Myth: Your Child Has Cavities Because of Sugar

Let’s address the elephant in the room: yes, excessive sugar in a diet will cause tooth decay. This has been a known fact for many years now, but there are other factors that can contribute to tooth decay and deterioration. So, what are these other factors, and what does a diet that’s healthy for your child’s gut and for his teeth look like?
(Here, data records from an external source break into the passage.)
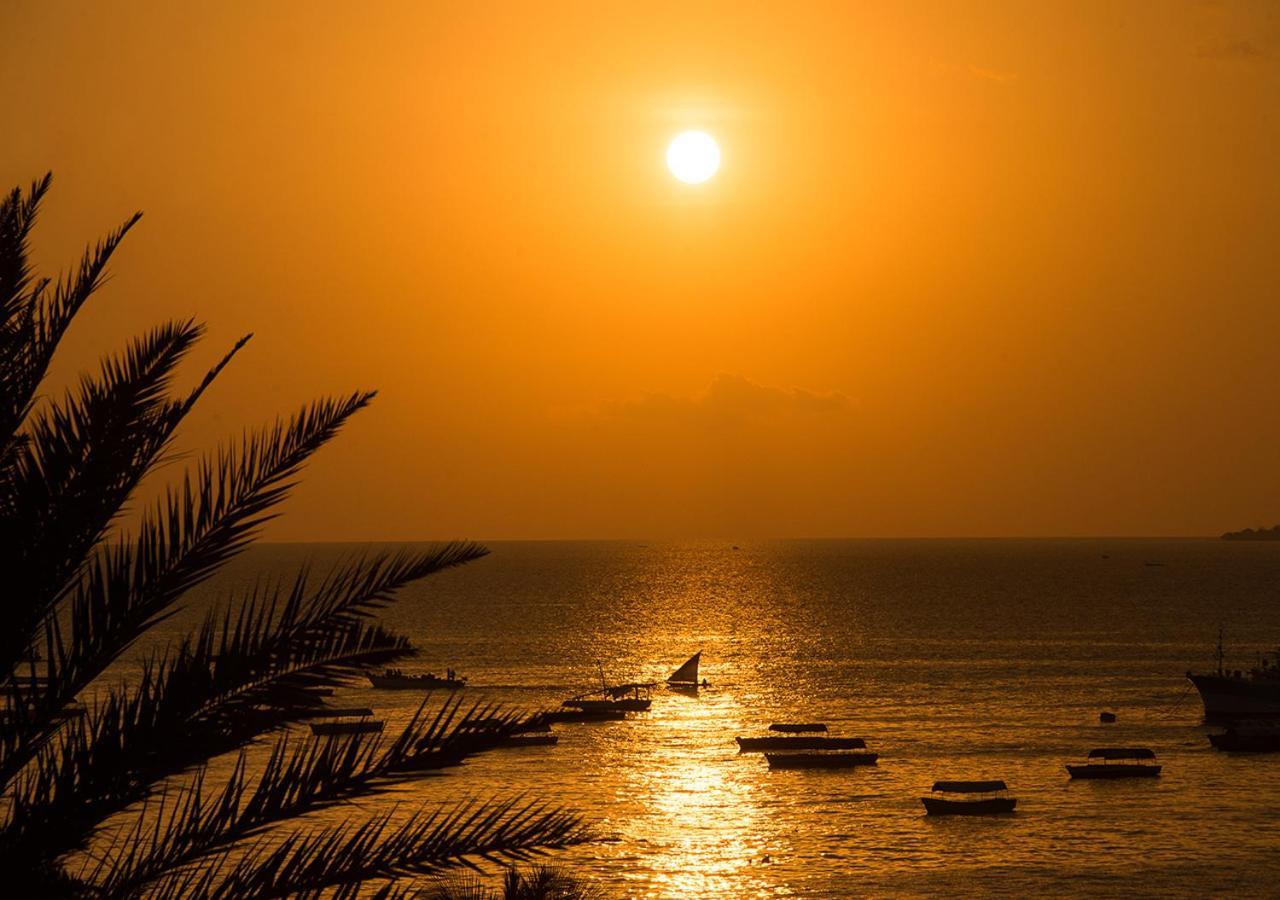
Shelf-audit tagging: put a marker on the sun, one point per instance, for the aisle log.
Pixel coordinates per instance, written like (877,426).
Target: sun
(693,156)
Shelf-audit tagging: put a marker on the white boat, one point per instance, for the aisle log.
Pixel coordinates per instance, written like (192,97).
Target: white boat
(686,676)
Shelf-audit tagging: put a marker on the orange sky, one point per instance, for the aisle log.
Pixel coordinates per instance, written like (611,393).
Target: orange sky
(970,269)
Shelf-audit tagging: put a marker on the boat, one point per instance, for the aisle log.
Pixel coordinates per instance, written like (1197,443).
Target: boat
(544,739)
(1248,738)
(583,716)
(799,743)
(361,727)
(686,676)
(631,698)
(1118,762)
(969,798)
(819,759)
(1230,695)
(393,679)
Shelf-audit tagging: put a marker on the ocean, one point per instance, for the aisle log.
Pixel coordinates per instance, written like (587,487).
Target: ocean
(951,658)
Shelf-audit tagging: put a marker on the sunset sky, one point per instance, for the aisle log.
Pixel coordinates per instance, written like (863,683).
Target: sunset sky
(967,269)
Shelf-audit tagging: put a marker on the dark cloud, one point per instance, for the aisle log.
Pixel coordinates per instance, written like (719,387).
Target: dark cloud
(1242,51)
(731,398)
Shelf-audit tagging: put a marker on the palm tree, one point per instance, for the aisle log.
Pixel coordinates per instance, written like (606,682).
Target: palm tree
(106,787)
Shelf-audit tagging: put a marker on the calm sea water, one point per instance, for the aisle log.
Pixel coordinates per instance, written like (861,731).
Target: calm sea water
(952,658)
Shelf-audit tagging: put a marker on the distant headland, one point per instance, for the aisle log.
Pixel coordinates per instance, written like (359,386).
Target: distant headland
(1255,534)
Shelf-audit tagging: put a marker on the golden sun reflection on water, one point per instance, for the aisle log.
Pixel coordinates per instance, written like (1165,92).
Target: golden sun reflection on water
(705,823)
Other surprising factors that lead to progression in tooth decay

  1. One major reason tooth decay may progress is irregular dental visits. Oftentimes, your dentist will be able to detect small cavities early, and help prevent these cavities from progressing into larger problems. There are more and more non-invasive treatment options for small cavities, but these cavities must be identified early! Regular trips to the dentist are important for many reasons, especially the early detection of cavities.
  2. If your child isn’t in the regular routine of brushing and flossing, this can cause major problems. Even if your child avoids sugary foods and drinks, if he isn’t practicing healthy oral hygiene habits, then plaque will build up. 
  3. Dry mouth can actually contribute to tooth decay. This issue isn’t as widely known as the others, but there are some medications that can cause dry mouth in children. Saliva is actually a helpful agent in washing away acid and bacteria from the oral cavity. If the mouth is dry, then acid and bacteria have more of an opportunity to begin the cavity process.

The “good list”

  1. Fiber-rich foods are great for your child’s teeth and his overall health. Natural fiber can be found in many fruits and veggies. An awesome perk to fiber-rich foods is that they help get saliva flowing. Remember-even frequent snacking on starchy foods will likely lead to decay, because the crackers/pretzels/chips will break down into sugar!!
  2. It can be hard to avoid sugary substances entirely, so when you do allow your child to indulge, make sure to have him eat his sweet treat near meal time. We can’t emphasize this enough, saliva really is here to help. During meal time, our body knows to produce extra saliva, and this can help break down the sugar from a sweet treat.
  3. Water is essential. There are few things water isn’t good for! Aim to have your child drink more water than any other drink option. Sugar can sneak into almost all of the water alternatives: sports drinks and fruit juices and even milk!

No parent is going to get it right all of the time. We all have great intentions, and sometimes life can make the follow-through difficult. Just do your best to keep your child’s teeth healthy, and teach them the importance of maintaining healthy oral habits!